At the end of April 2023, the UK’s gambling white paper was finally released following several delays. Embedded within it are actions proposed by lawmakers that would introduce two tiers of affordability checks that operators would have to complete on users.
These verifications are intended to ascertain that customers have the financial means to afford their gambling expenses. However, Davies and North West Leicestershire District Councilor Andrew Woodman expect the checks to lead to greater friction and, potentially, more offshore gaming.
Affordability Checks Under Fire
In the first tier, once individuals have reached a spending threshold of £125 (US$159), they will be prompted to scrutinize the financial information pertaining to local individuals involved. On the other hand, a more intense and intimate level of financial control will be activated when individuals surpass the £1,000 (US$1,272) threshold within a 24-hour period, or £2,000 (US$2,544) in a 90-day period.

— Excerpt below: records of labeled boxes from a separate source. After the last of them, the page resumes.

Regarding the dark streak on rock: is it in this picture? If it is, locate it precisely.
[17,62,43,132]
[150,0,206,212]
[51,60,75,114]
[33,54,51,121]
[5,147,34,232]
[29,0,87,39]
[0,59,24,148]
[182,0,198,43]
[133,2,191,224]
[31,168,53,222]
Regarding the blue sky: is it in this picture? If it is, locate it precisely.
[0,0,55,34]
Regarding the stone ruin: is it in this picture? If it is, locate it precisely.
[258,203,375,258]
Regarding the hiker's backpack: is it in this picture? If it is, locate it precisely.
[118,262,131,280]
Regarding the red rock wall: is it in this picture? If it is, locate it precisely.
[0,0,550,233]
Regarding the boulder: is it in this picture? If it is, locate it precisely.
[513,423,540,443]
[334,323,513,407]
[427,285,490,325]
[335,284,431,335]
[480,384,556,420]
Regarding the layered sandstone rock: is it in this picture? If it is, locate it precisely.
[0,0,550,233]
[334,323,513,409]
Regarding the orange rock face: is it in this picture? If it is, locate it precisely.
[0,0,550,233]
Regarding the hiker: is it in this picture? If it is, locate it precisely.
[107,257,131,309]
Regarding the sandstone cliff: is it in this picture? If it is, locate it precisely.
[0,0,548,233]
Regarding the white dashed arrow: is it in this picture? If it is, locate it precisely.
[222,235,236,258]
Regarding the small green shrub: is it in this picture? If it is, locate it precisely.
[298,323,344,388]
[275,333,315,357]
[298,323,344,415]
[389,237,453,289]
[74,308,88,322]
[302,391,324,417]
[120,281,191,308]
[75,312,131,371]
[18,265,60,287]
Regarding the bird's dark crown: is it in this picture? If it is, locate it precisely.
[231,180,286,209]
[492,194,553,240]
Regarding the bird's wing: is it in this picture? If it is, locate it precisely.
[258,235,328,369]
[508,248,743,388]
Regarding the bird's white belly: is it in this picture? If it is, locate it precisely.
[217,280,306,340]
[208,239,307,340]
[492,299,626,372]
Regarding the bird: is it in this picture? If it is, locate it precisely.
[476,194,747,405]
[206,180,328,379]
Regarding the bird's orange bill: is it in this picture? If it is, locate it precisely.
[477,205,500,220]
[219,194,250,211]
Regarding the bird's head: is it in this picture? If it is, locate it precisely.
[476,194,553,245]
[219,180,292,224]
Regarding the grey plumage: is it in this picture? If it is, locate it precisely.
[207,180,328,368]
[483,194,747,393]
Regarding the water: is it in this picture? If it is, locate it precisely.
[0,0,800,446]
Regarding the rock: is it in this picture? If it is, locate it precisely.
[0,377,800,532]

The UKGC introduced a comprehensive strategy in July for enforcing these access controls before opening a consultation period. Within this plan, it is specified that a thorough financial evaluation must be conducted every six months to confirm any alterations in the players’ monetary circumstances.
Davies, who has repeatedly questioned the regulator’s capabilities, also slammed government officials over the controls. He believes the checks will make betting too complicated and potentially prevent thousands of bettors from enjoying the activity through regulated channels.
He believes the proposal to calculate net losses on a seven-day rolling period is particularly worrisome. It lacks common sense, as it would cause some bettors to repeatedly face checks, depending on the sports schedule.
Affordability checks are reportedly necessary, according to some government officials and the UKGC, to counter problem gambling. However, to date, no one has explained why so many resources need to be allocated to something that, as the UKGC has acknowledged, only affects 0.2% of the market.
Until October 18, the UKGC is accepting feedback on the proposals. Now would be a good time to have the question answered.
Hundreds of Thousands of Jobs at Risk
Woodman points out in an op-ed piece he wrote yesterday that the checks go against the needs of the government. Instead of finding ways to increase tax revenue, which the UK desperately needs, the government is willing to push bettors to offshore platforms that don’t contribute to the economy.
The consultation follows the Gambling White Paper, which heard much from the betting industry and the anti-gambling lobby, but precious little from the millions of ordinary gamblers who just want to have a reasonable bet without having to hand over their financial history, with scant safeguards over their personal data, to a faceless corporate institution,” stated Councillor Woodman.
He’s confident that the reforms will not only impact tax contributions, but jobs, as well. As more bettors turn to offshore options, some of the 88,000 people employed by the horse racing industry will be let go in order to compensate for the revenue losses.
By his estimation, Woodman believes “hundreds of thousands” of bettors could move to unregulated sites. This not only means a reduction in tax revenue, but a reduction in responsible gambling oversight, as well.
The co-founder of the Gamblers Consumer Forum also points out something that apparently no one in the UKGC, and some in government, knows. There’s no proof that affordability checks will reduce gambling addiction, as there is no research that links the two.
Woodman asserts that the government has a “fundamental lack of understanding” regarding addiction and what causes it. If it understood the topic better, it would know that addiction is “not motivated by money.” It would also know that, according to multiple studies, an addict who loses one vice often looks for another to replace it.